I was on a craft-fuelled religious high.
I wanted desperately to believe in it all.
|The Late Pope John Paul II at The Vatican. No doubt admiring the "craft"|
Unfortunately, my pragmatic side began to shine through well before grade three ended and I began to doubt the whole thing. Not my craft abilities - they were indisputable - but the whole religion business. I felt like I could only keep it up for so long. It all just seemed so man-made and contrived; a bit like my knick-knack holder.
Don't get me wrong, I can see the appeal of religion. No doubt it would be wonderful if there was a driver's manual for life. The great unknown would be unknown no longer - or at the very least in the hands of someone more capable than ourselves. A single deity, or many, watching over us from above. (God they'd be bored watching me - hope they've got cable television up there.)

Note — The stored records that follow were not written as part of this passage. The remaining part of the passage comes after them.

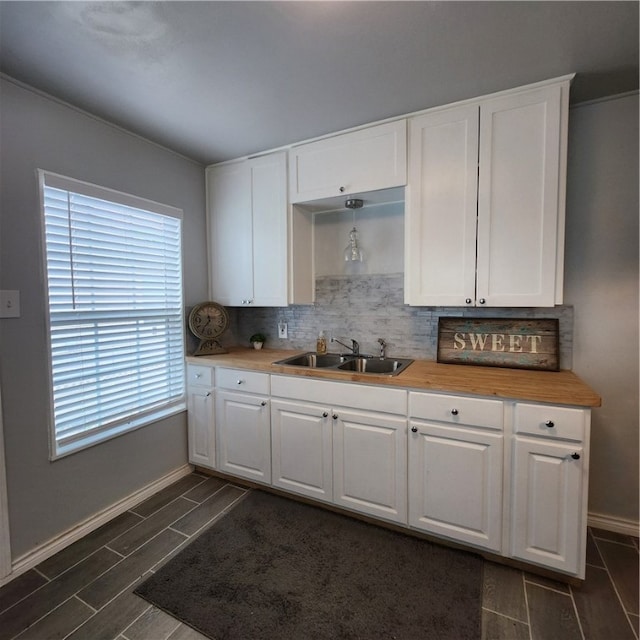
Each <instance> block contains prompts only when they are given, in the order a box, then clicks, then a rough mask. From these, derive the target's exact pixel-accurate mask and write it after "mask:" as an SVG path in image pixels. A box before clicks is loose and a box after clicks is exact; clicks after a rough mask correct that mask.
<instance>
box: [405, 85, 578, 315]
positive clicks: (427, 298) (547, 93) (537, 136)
mask: <svg viewBox="0 0 640 640" xmlns="http://www.w3.org/2000/svg"><path fill="white" fill-rule="evenodd" d="M569 82H570V78H569V77H566V78H562V79H560V80H558V81H554V82H549V83H545V84H543V83H541V84H540V85H538V86H536V87H535V88H533V87H530V88H523V89H521V90H514V91H510V92H504V93H502V94H496V96H495V97H488V98H486V99H478V100H477V101H473V102H468V103H465V104H464V105H461V106H457V107H452V108H444V109H434V110H432V111H429V112H426V113H424V114H423V115H420V116H416V117H415V118H411V119H410V120H409V182H408V189H407V194H408V195H407V206H406V210H405V234H406V236H405V237H406V242H405V261H406V267H405V301H406V302H407V303H408V304H412V305H424V306H442V305H449V306H474V305H481V306H501V307H502V306H504V307H524V306H526V307H529V306H531V307H534V306H553V305H554V304H561V303H562V281H563V261H564V247H563V244H564V197H565V180H566V139H567V120H568V117H567V113H568V98H569Z"/></svg>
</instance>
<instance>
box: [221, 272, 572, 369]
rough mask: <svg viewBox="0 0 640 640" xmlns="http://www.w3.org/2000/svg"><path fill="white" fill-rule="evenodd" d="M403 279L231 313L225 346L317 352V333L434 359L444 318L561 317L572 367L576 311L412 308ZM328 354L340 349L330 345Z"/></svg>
mask: <svg viewBox="0 0 640 640" xmlns="http://www.w3.org/2000/svg"><path fill="white" fill-rule="evenodd" d="M403 286H404V282H403V274H402V273H399V274H391V275H388V274H386V275H350V276H324V277H320V278H317V280H316V302H315V304H313V305H290V306H288V307H277V308H274V307H259V308H258V307H256V308H248V309H245V308H238V309H230V316H231V326H232V329H231V330H230V331H229V332H228V333H227V334H226V335H225V336H224V340H223V342H224V343H225V344H239V345H244V344H246V345H247V346H249V344H248V338H249V336H250V335H251V334H252V333H255V332H256V331H260V332H262V333H264V334H265V335H266V336H267V344H266V346H267V347H270V348H275V349H298V350H305V351H315V345H316V338H317V336H318V332H319V331H321V330H323V331H325V333H326V335H327V338H329V337H330V336H331V335H333V337H335V338H337V339H339V340H342V341H343V342H345V339H350V338H355V339H356V340H357V341H358V342H359V343H360V350H361V352H362V353H373V354H377V353H378V352H379V348H380V347H379V345H378V343H377V340H378V338H384V340H385V342H386V343H387V345H388V347H387V353H388V354H389V355H392V356H396V357H411V358H421V359H425V360H435V359H436V352H437V343H438V318H439V317H440V316H467V317H478V318H481V317H485V318H558V319H559V322H560V368H562V369H571V368H572V348H573V307H571V306H567V305H560V306H556V307H553V308H530V307H527V308H496V307H492V308H477V307H473V308H468V307H410V306H408V305H405V304H404V290H403ZM280 321H284V322H286V323H287V325H288V339H286V340H284V339H279V338H278V333H277V325H278V322H280ZM328 347H329V351H338V350H341V349H342V347H339V346H338V345H335V344H333V345H332V344H331V343H330V342H328Z"/></svg>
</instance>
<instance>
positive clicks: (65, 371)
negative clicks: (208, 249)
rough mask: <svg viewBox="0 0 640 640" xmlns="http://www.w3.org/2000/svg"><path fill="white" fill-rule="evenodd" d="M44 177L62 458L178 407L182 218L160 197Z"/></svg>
mask: <svg viewBox="0 0 640 640" xmlns="http://www.w3.org/2000/svg"><path fill="white" fill-rule="evenodd" d="M40 178H41V193H42V201H43V212H44V235H45V250H46V267H47V285H48V300H49V329H50V330H49V337H50V363H51V388H52V411H53V425H54V428H53V433H52V445H53V451H52V453H53V456H54V457H58V456H60V455H65V454H66V453H70V452H73V451H75V450H77V449H80V448H84V447H86V446H89V445H91V444H94V443H95V442H99V441H102V440H104V439H107V438H110V437H113V436H114V435H118V434H119V433H122V432H124V431H128V430H130V429H133V428H137V427H139V426H142V425H143V424H147V423H148V422H151V421H153V420H157V419H159V418H161V417H163V416H165V415H170V414H171V413H174V412H176V411H178V410H182V409H184V331H183V311H182V310H183V300H182V239H181V225H182V220H181V212H180V211H179V210H176V209H173V208H170V207H165V206H163V205H159V204H157V203H150V202H148V201H146V200H141V199H137V198H135V197H133V196H127V195H126V194H120V193H118V192H113V191H110V190H108V189H102V188H100V187H96V186H94V185H89V184H86V183H82V182H77V181H75V180H71V179H69V178H63V177H62V176H56V175H54V174H50V173H48V172H40ZM135 205H137V206H135Z"/></svg>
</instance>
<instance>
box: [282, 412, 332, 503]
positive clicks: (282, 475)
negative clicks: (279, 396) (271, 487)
mask: <svg viewBox="0 0 640 640" xmlns="http://www.w3.org/2000/svg"><path fill="white" fill-rule="evenodd" d="M331 422H332V420H331V416H330V409H329V407H327V406H323V405H319V404H311V403H308V402H295V401H289V400H272V401H271V462H272V484H273V486H274V487H279V488H280V489H286V490H287V491H292V492H293V493H299V494H301V495H303V496H309V497H311V498H315V499H317V500H324V501H329V502H330V501H331V500H332V499H333V462H332V449H331Z"/></svg>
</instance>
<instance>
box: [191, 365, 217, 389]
mask: <svg viewBox="0 0 640 640" xmlns="http://www.w3.org/2000/svg"><path fill="white" fill-rule="evenodd" d="M187 384H188V385H189V386H190V387H212V386H213V367H206V366H202V365H198V364H188V365H187Z"/></svg>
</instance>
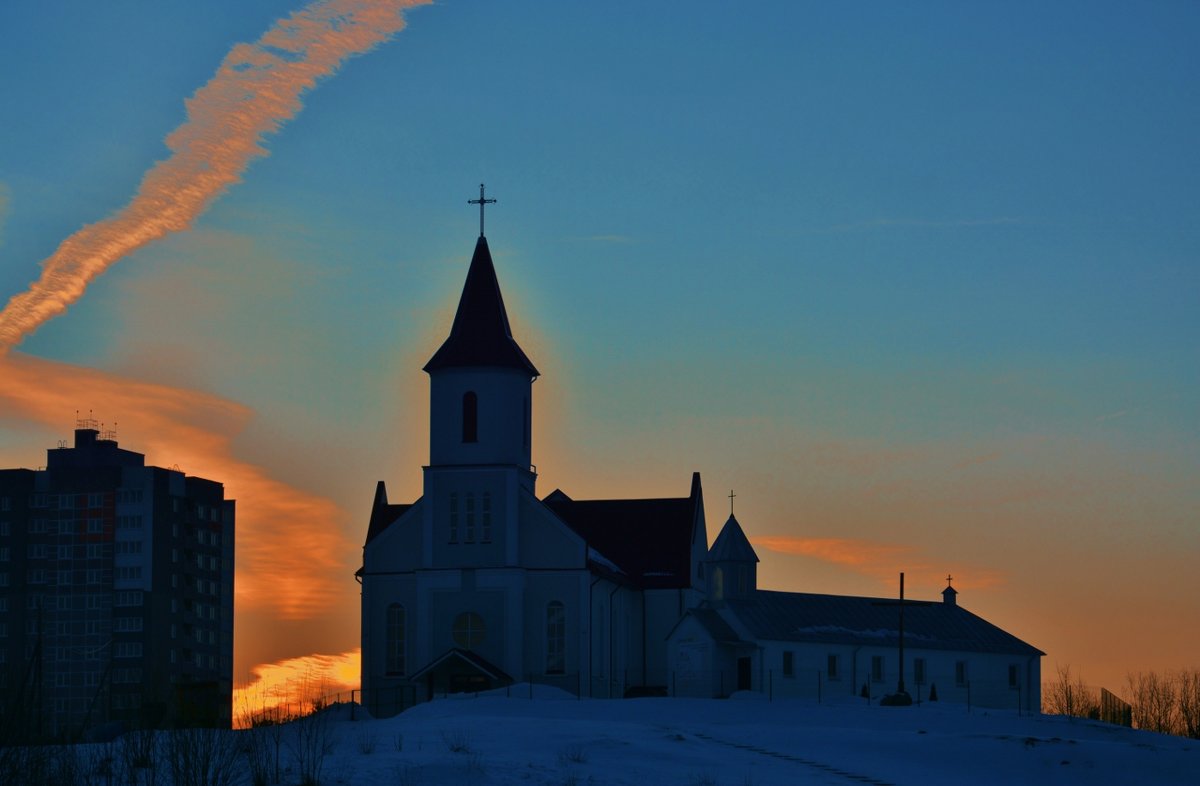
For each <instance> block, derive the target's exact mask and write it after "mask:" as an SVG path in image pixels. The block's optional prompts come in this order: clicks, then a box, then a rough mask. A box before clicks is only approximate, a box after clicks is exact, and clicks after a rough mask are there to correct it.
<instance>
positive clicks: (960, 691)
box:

Sadly, I just wasn't buying it. And still don't. Even the unveiling of a brand new Pope this week doesn't do it for me.
|One of my brushes with religion: The Late Pope John Paul II in St Peter's Basilica|
Not to say I don't appreciate the role that religions have played in the history of the world. It seems much of the world's most amazing art and architecture owes their origins to different religions. As an adult I've had the fortune to see some astounding examples of other religious "craft", such as those at The Vatican and elsewhere.
As an non-believer, I can also appreciate the similarities between many religions and how they have shaped different cultures. I can see they were created to give people guidance and hope, and urge them to be "good".
And so perhaps the single best thing religion can give us is not something that any one religion actually owns exclusively; the concept of living a good life and treating others with kindness, love and respect.
Oh, and it can also give us some pretty cool arts 'n' craft as well.